No, probably not, since it is likely to pick randomly by song, rather than by artist. If you have 99 songs by the Beatles and one by Britney Spears, you're going to get the Beatles 99% of the time.

I have a smart playlist for non-Books/Spoken, 3* or unrated, and Party Shuffle draws off of that. So when I get stuff I don't want to come up in Party Shuffle, I just rate it 2*. If I don't like the rate at which things pop up, star rating is a pretty good way to tweak it.
posted by grouse at 4:17 PM on July 28, 2005


unless you're dead-set on using iTunes, I suggest using longplayer instead.
posted by mcsweetie at 4:23 PM on July 28, 2005


What they should have done is make it so that the same artist won't be played within a few hours, or tracks from the same album won't be played until at least 80% of other albums have been played.

Maybe they should include some options for that, but it's a hard problem to solve in general. In grouse's Beatles/Britney example, if you followed the artist rule would it just stop playing after it had played one Beatles track and one Britney track? Or would it do the best it could to avoid playing the same artists back to back, for example play a Beatles song, try to avoid playing a Beatles song immediately and play the only Britney song, play a Beatles song, play the only Britney song...?
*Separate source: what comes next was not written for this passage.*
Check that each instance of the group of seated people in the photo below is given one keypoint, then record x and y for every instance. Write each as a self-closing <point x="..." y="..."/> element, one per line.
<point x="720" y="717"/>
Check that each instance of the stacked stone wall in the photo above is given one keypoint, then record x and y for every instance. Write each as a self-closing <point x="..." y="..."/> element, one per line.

I much prefer that they're *not* trying to skew the randomness (or that they let me turn off any skewing options), so that I can skew it myself. My Party Shuffle playlist combines a 200 song "highly rated, least recently played" smart playlist with a 200 song "unrated, most recently played" smart playlist. That way I hear every song I like before I hear any of them a second time, and have a motivation to rate tracks so I stop hearing them over and over.